Critical Context

(Literary Essentials: World Fiction)

Narcissus and Goldmund appeared in 1930, following three successful novels by Hesse: Demian (1919; English translation, 1923), an examination of psychoanalysis and the subconscious; Siddhartha (1922; English translation, 1951), a meditation on Eastern philosophy; and Der Steppenwolf (1927; Steppenwolf, 1929), the story of a man torn between middle-class respectability and his baser instincts. Structurally and thematically, Narcissus and Goldmund fits between Demian and Siddhartha: Goldmund continues the personality crisis of Demian, yet he does not find the harmony that Siddhartha finds. Narcissus and Goldmund is lighthearted and clear, a natural counterpoint to the depressing and dreamlike Steppenwolf. Both novels concentrate on the “natural” or “female” side of man.

Since Hesse’s own philosophy was closer to that of the thinker Narcissus than that of the sensualist Goldmund, the escapades in the novel cannot be traced to Hesse’s life. Still, several of Hesse’s personal conflicts are evident: his departure from Maulbronn seminary, his doubts about faith, his relationships with teachers and peers, his flights into Freudian and Jungian psychology, his disgust with World War I, and the breakup of his own marriage.

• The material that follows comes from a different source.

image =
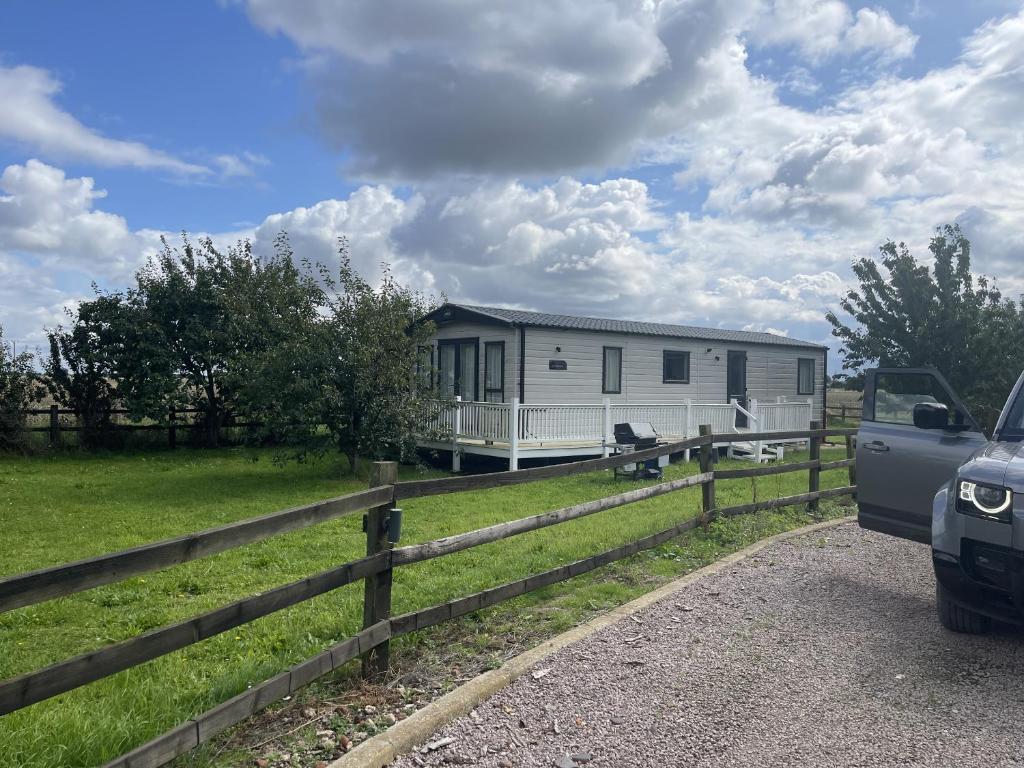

Some critics claim that this novel is Hesse’s best work, while others see it as too unstructured in form and too simplistic in theme. They believe that Hesse is more interested in expressing his ideas about polarization than in forming plausible characters. Whatever the judgment of the critics, Narcissus and Goldmund has become Hesse’s most popular novel. It can be enjoyed both as a medieval romantic quest and as a philosophical tract.